The study is part of a new project at CCR supported by the Cancer Moonshot called NCI-CONNECT (Comprehensive Oncology Network Evaluating Rare CNS Tumors). NCI-CONNECT aims to improve approaches to care and treatment for select rare central nervous system (CNS) tumors, including myxopapillary ependymoma.
“We’re integrating patient support and focused research efforts so that we can make more therapies available to more patients sooner. So, what would take 10 years, we hope to achieve in five years,” says Dr. Gilbert.
For the NCI-CONNECT study, Rosenfeld answered a few questionnaires, provided a saliva sample and consented to researchers evaluating her tumor tissue taken during surgery. “It was a very smooth and easy process and didn’t require extra appointments,” says Rosenfeld.
Rosenfeld is also participating in two other studies at the NIH Clinical Center. “I feel so lucky to be part of something that could benefit people with rare cancers,” says Rosenfeld. “And I’m under the care of the best and brightest minds in all of medicine just a few miles from my home.”
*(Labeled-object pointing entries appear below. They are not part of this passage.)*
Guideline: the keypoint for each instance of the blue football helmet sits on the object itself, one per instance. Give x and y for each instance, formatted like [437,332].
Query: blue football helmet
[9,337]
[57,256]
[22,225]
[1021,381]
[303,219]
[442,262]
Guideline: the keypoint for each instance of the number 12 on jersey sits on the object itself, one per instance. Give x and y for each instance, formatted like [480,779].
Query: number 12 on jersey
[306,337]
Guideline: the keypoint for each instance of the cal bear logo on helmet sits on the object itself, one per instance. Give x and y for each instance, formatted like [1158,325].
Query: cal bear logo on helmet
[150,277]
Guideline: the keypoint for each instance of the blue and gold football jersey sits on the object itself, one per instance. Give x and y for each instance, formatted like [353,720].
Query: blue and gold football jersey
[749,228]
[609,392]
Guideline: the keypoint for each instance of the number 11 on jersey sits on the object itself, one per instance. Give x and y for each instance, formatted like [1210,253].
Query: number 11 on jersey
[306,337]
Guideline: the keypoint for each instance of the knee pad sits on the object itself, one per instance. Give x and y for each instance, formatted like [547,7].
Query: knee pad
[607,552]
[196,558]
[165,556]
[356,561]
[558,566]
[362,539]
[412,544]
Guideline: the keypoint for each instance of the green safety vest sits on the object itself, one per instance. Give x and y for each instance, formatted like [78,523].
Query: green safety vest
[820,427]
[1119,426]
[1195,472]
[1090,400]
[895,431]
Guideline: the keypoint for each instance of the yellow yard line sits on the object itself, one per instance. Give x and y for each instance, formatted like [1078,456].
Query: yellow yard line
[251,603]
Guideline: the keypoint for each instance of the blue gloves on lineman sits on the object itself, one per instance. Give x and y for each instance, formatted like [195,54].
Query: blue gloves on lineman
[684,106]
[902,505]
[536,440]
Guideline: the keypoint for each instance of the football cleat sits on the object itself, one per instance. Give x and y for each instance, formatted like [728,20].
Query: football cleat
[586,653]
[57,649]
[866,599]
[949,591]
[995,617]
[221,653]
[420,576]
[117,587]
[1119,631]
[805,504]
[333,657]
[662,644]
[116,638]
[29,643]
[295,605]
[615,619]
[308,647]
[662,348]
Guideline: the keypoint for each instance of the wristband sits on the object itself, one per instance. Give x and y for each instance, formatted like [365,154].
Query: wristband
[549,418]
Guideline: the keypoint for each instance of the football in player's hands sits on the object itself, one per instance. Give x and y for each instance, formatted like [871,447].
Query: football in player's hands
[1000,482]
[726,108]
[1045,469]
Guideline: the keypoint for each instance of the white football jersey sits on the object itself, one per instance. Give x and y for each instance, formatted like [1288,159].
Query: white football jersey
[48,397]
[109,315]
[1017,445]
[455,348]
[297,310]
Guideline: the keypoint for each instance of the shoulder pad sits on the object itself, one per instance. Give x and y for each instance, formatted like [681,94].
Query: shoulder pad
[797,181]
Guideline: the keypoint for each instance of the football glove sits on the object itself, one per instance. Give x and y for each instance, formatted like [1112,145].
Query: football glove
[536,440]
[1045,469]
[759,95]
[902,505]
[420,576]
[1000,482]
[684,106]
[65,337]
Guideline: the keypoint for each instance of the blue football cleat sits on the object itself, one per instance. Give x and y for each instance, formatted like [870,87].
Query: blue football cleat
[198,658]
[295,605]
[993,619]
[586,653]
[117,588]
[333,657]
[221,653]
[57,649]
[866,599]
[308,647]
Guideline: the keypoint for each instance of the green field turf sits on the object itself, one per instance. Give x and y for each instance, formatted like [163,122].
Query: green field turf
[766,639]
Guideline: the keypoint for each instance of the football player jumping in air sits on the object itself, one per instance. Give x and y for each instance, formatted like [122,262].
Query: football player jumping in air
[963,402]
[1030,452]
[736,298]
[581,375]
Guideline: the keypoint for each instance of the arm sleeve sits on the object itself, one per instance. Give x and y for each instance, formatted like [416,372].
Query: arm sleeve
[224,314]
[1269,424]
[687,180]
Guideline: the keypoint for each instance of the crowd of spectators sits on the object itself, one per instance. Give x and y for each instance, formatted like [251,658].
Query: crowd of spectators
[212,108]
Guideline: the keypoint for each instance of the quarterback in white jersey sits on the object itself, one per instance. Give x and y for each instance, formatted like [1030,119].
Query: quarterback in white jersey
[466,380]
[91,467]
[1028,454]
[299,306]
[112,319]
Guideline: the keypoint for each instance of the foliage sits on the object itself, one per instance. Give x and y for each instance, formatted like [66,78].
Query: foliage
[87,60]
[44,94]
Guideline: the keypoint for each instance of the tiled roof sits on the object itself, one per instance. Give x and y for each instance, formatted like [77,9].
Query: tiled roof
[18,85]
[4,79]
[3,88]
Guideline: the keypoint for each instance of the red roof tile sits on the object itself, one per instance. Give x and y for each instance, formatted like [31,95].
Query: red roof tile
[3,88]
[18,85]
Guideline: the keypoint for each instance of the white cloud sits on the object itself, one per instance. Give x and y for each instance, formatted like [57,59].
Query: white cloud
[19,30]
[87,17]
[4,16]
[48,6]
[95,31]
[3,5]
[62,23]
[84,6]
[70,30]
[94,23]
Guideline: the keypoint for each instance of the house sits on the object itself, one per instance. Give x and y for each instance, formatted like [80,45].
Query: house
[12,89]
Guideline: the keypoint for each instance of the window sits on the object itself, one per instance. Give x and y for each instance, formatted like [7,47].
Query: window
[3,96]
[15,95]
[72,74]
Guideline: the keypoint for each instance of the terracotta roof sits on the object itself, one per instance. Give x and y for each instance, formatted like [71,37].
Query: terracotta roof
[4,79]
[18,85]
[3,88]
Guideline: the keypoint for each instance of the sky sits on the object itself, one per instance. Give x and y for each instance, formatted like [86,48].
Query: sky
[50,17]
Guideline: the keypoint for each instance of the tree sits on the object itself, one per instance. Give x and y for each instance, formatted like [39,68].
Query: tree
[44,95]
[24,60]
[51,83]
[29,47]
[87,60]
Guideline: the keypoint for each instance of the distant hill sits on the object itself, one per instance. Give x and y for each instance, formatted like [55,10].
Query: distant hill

Rosenfeld grew up with the NIH in her backyard but never thought she would be a patient there. “I knew the NIH for its research reputation. So, before my first appointment, I thought my experience would be like something out of a science fiction movie,” she says. Instead, Rosenfeld says the experience is unmatched. “Everyone is responsive, helpful and supportive and takes the time to answer my millions of questions. They genuinely care about my well-being.”
The proximity has allowed friends and family to readily help with childcare, meals and even be a shoulder to cry on in the middle of the night. The support she received inspired her to volunteer for Friends of Patients at the NIH. “I want all patients to have the same emotional, financial and physical support I was so fortunate to have,” she says.
Rosenfeld also wants to encourage patients to be their own advocate. “My first neurosurgeon was accomplished but had no experience treating ependymoma and couldn’t recommend studies or resources for my cancer,” she explains. “Follow your intuition and don’t stop until all your questions are answered. My decision to come to the NIH saved my life.”
Rosenfeld has been cancer-free since December 2016, but she continues to be monitored and returns for regular follow-up scans and visits with Dr. Gilbert at the NIH about every four months. When she comes back for appointments, Rosenfeld still gets nervous. But she quickly finds peace by visiting her favorite atrium in the Clinical Center - the same spot she saw the sunrise the morning of her surgery.
“Sometimes, I can’t believe what’s happened to me. But then I see how far I’ve come and how well I’m doing today,” says Rosenfeld. “I’m here. I’m healthy. I’m brave.”